Explanation of replica, count and worker scaling for Red Hat OpenShift Container Storage 4.x

title: “Explanation of replica, count and worker scaling for Red Hat OpenShift Container Storage 4.x”
date: 2021-01-20T17:23:57
slug: explanation-of-replica-count-and-worker-scaling-for-red-hat-openshift-container-storage-4-x

Umgebung

Red Hat OpenShift Container Storage 4.x

Problembeschreibung

Explanation of replica, count and worker scaling for Red Hat OpenShift Container Storage 4.x

When creating the StorageCluster kind object with name ocs-storagecluster to deploy OpenShift Container Storage (OCS), administrators can set spec.storageDeviceSets[0].count and spec.storageDeviceSets[0].replica. What should the values of these fields be set to?

For example:

Raw

cat <<'EOF' | oc apply -f -
apiVersion: ocs.openshift.io/v1
kind: StorageCluster
metadata:
 name: ocs-storagecluster
 namespace: openshift-storage
spec:
 manageNodes: false
 resources:
 mds:
 limits:
 cpu: 3
 memory: 8Gi
 requests:
 cpu: 1
 memory: 8Gi
 noobaa-core:
 limits:
 cpu: 2
 memory: 8Gi
 requests:
 cpu: 1
 memory: 8Gi
 noobaa-db:
 limits:
 cpu: 2
 memory: 8Gi
 requests:
 cpu: 1
 memory: 8Gi
 monDataDirHostPath: /var/lib/rook
 storageDeviceSets:
 - count: 2
 dataPVCTemplate:
 spec:
 accessModes:
 - ReadWriteOnce
 resources:
 requests:
 storage: 2328Gi
 storageClassName: localblock
 volumeMode: Block
 name: ocs-deviceset
 placement: {}
 portable: false
 replica: 3
 resources: {}
EOF

Lösung

Rules for node/disk scaling

The only supported value for replica: is 3.
OCS worker nodes must be scaled out in multiples of 3. Meaning that 3,6,9,… OCS worker nodes are o.k., but for example 4 or 5 are not.
Each OCS worker node must have the same number [number of OCS PVs per worker] of equally sized PVs that can be used for OCS
count: must be set to [number of OCS worker nodes] * [number of OCS PVs per worker] / 3 (the last 3 is explained by [replica size = 3]

Grundursache

The reason for this lies in the following

The pools’ replicated size is hard coded to 3 with OCS. If the rack count is not divisible by 3, then the count: parameter must be a multiple of 3. The total number of OSDs needs to be divisible by 3.
One could in theory change the rack count by changing the replica: parameter, but this negatively influences scale-outs, forcing administrators to add node multiples of rack count (= replica: parameter) at every single scale-out.
One can only add node capacity in multiples of rack count.

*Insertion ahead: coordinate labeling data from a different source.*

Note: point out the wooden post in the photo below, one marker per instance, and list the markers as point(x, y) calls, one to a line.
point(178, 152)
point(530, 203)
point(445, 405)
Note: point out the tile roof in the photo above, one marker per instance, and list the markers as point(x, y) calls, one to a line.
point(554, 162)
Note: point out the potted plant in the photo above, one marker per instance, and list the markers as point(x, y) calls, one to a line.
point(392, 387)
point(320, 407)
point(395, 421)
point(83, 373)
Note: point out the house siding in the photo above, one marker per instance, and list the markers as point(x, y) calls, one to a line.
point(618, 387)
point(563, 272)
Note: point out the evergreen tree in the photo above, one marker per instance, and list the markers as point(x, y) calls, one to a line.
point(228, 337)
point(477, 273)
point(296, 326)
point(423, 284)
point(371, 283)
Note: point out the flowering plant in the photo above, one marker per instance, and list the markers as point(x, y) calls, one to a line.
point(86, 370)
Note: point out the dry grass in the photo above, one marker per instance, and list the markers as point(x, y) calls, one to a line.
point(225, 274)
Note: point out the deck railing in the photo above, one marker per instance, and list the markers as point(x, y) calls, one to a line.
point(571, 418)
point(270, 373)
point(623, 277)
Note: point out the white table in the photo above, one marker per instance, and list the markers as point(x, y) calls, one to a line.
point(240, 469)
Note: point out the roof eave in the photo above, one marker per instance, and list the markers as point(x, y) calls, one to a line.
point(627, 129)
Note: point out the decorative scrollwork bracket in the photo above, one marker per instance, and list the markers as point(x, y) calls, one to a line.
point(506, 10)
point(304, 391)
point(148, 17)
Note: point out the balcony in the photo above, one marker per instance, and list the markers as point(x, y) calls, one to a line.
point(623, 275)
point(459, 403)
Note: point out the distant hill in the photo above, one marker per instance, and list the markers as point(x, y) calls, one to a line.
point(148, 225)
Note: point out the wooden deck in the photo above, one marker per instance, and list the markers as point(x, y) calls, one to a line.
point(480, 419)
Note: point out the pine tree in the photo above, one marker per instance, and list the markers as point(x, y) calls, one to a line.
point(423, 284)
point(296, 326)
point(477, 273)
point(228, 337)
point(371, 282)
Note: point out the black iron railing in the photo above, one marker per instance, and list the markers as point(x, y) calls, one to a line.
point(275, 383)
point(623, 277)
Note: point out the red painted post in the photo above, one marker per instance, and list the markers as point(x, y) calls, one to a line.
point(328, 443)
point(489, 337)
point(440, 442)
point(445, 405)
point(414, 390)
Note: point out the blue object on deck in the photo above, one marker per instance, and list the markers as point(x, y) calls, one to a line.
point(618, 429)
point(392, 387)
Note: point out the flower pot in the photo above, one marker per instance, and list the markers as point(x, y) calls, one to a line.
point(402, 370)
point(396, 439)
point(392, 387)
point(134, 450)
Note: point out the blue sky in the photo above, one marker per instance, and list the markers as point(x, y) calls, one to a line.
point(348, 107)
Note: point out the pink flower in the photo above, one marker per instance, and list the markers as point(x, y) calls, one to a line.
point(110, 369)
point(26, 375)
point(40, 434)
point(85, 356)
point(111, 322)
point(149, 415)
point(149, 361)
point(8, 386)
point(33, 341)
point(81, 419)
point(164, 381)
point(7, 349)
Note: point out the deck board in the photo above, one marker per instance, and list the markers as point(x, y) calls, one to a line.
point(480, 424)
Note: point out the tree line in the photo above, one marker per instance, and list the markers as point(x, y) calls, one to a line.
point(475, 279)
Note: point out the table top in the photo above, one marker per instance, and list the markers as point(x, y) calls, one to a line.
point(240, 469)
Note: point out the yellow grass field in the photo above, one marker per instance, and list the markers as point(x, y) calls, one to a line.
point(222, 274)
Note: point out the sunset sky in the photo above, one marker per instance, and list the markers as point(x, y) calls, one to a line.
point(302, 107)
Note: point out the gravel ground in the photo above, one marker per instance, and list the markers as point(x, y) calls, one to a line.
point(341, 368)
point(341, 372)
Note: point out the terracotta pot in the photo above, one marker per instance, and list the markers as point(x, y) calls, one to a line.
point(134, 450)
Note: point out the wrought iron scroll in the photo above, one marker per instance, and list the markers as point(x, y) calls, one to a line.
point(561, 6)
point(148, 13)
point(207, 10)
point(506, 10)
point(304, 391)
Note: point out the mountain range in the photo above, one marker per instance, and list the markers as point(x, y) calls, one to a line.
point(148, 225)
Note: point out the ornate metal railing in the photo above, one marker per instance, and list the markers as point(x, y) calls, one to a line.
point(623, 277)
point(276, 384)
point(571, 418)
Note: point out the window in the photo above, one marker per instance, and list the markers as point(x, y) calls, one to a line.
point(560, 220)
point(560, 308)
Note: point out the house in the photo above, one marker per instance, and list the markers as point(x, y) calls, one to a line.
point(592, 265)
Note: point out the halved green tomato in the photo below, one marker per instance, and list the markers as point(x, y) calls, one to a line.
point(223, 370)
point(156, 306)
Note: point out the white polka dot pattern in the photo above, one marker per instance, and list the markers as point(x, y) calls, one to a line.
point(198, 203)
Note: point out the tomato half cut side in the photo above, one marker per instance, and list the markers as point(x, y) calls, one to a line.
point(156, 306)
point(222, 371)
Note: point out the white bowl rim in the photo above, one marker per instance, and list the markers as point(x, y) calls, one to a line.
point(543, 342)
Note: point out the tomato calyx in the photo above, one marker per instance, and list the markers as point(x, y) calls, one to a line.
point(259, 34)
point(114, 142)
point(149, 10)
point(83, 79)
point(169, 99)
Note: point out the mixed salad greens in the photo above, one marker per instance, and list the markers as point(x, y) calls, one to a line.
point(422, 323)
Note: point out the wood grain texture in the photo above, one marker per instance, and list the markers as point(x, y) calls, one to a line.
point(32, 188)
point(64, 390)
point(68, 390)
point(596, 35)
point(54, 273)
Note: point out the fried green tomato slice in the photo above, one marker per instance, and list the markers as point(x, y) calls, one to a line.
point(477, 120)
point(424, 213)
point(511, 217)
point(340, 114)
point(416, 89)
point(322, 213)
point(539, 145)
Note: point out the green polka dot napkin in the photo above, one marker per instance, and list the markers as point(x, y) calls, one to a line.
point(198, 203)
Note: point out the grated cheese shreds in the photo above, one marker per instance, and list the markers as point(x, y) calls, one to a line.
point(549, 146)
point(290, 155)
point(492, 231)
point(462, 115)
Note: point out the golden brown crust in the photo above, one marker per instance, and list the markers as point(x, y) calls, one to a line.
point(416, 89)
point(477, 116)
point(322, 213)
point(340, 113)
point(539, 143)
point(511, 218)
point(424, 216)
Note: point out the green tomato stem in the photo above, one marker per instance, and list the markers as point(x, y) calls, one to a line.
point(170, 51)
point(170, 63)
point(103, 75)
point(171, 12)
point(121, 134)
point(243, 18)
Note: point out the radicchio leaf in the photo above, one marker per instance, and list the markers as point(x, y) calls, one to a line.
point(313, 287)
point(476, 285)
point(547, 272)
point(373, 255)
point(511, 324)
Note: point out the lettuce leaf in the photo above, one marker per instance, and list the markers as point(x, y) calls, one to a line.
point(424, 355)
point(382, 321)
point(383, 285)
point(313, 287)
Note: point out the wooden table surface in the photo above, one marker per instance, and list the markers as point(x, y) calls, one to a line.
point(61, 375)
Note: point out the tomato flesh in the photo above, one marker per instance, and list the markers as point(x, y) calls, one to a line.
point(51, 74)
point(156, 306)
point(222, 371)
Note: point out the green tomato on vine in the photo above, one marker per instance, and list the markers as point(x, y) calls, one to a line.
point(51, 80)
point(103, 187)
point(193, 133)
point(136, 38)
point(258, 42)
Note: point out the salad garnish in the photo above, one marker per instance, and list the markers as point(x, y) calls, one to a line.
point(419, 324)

Rack count is set by the replica: parameter. The ideal rack count is 3, as this is the smallest supported unit one can have with Ceph due to the pools’ replicated size of 3.

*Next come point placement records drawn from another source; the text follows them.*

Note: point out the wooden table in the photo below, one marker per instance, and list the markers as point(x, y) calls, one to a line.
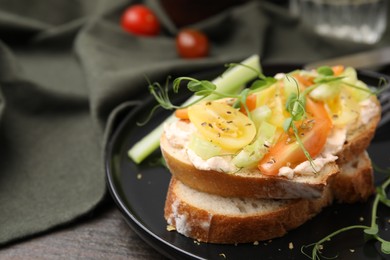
point(102, 235)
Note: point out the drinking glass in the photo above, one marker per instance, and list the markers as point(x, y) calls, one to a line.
point(362, 21)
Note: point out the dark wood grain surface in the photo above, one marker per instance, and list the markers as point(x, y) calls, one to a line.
point(102, 235)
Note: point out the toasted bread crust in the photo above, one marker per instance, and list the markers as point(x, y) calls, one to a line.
point(213, 227)
point(358, 140)
point(355, 183)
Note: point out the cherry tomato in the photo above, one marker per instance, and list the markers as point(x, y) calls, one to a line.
point(140, 20)
point(191, 43)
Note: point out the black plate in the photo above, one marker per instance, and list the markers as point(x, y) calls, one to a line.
point(140, 190)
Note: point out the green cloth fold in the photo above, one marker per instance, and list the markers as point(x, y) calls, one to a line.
point(67, 69)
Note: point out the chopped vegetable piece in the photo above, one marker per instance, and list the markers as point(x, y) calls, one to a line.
point(232, 81)
point(313, 133)
point(221, 124)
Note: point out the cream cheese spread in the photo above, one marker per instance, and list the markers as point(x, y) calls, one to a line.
point(179, 133)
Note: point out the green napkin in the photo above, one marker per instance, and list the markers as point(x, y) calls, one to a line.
point(67, 69)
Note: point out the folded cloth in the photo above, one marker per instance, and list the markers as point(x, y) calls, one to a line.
point(67, 69)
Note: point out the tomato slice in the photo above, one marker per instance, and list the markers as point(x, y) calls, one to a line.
point(251, 101)
point(221, 124)
point(313, 133)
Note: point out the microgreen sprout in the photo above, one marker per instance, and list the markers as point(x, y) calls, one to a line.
point(205, 88)
point(371, 232)
point(295, 105)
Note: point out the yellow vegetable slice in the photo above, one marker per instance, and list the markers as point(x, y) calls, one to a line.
point(221, 124)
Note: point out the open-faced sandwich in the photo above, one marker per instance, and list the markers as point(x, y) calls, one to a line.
point(286, 141)
point(251, 165)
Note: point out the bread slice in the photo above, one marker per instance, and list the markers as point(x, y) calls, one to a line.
point(230, 220)
point(355, 182)
point(243, 183)
point(359, 137)
point(251, 183)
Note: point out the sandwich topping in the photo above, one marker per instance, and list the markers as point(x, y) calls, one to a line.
point(293, 125)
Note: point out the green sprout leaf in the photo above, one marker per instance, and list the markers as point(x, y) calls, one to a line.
point(385, 247)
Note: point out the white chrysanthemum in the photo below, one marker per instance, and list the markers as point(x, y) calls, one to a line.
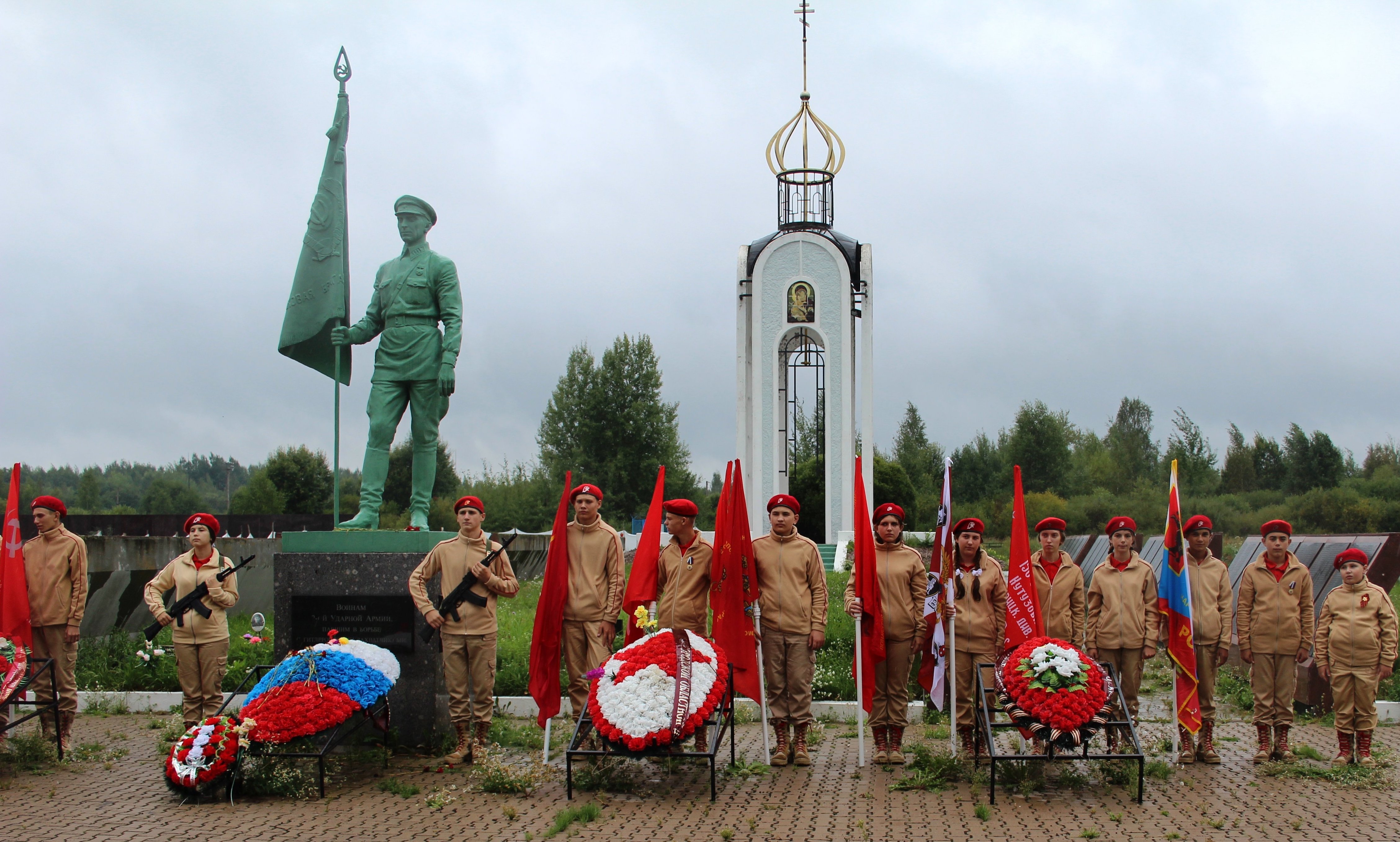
point(379, 658)
point(642, 703)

When looking at ocs-deviceset-x-y, replica: controls max x. And count: controls max y.

Each storageDeviceSet will be tied to a specific rack according to replica::

Raw

$ oc get jobs -o name | while read job; do echo === $job === ; oc get $job -o yaml | egrep 'rack[0-9]+' ; done
=== job.batch/rook-ceph-osd-prepare-ocs-deviceset-0-0-nd5jp ===
 - rack0
=== job.batch/rook-ceph-osd-prepare-ocs-deviceset-0-1-ns9jx ===
 - rack0
=== job.batch/rook-ceph-osd-prepare-ocs-deviceset-1-0-qbf59 ===
 - rack1
=== job.batch/rook-ceph-osd-prepare-ocs-deviceset-1-1-j7bs8 ===
 - rack1
=== job.batch/rook-ceph-osd-prepare-ocs-deviceset-2-0-jwshs ===
 - rack2
=== job.batch/rook-ceph-osd-prepare-ocs-deviceset-2-1-49ldb ===
 - rack2

Each node will be evenly distributed into a specific rack:

Raw

$ oc get nodes -l topology.rook.io/rack=rack2
NAME STATUS ROLES AGE VERSION
ip-10-0-202-249.eu-west-1.compute.internal Ready worker 8d v1.17.1+b83bc57
$ oc get nodes -l topology.rook.io/rack=rack0
NAME STATUS ROLES AGE VERSION
ip-10-0-198-152.eu-west-1.compute.internal Ready worker 8d v1.17.1+b83bc57
$ oc get nodes -l topology.rook.io/rack=rack1
NAME STATUS ROLES AGE VERSION
ip-10-0-197-77.eu-west-1.compute.internal Ready worker 8d v1.17.1+b83bc57
$ oc get nodes -l topology.rook.io/rack=rack2
NAME STATUS ROLES AGE VERSION
ip-10-0-202-249.eu-west-1.compute.internal Ready worker 8d v1.17.1+b83bc57

When labeling nodes, nodes will be added to the racks. For example, when adding:

Raw

oc label node/ip-10-0-210-157.eu-west-1.compute.internal cluster.ocs.openshift.io/openshift-storage=''

The node will be added to rack0:

Raw

$ oc get nodes -l topology.rook.io/rack=rack0
NAME STATUS ROLES AGE VERSION
ip-10-0-198-152.eu-west-1.compute.internal Ready worker 8d v1.17.1+b83bc57
ip-10-0-210-157.eu-west-1.compute.internal Ready worker 8d v1.17.1+b83bc57
$ oc get nodes -l topology.rook.io/rack=rack1
NAME STATUS ROLES AGE VERSION
ip-10-0-197-77.eu-west-1.compute.internal Ready worker 8d v1.17.1+b83bc57
$ oc get nodes -l topology.rook.io/rack=rack2
NAME STATUS ROLES AGE VERSION
ip-10-0-202-249.eu-west-1.compute.internal Ready worker 8d v1.17.1+b83bc57

In the above example, 2 more nodes must added for a supported configuration in this case, until each rack shows the same number of nodes.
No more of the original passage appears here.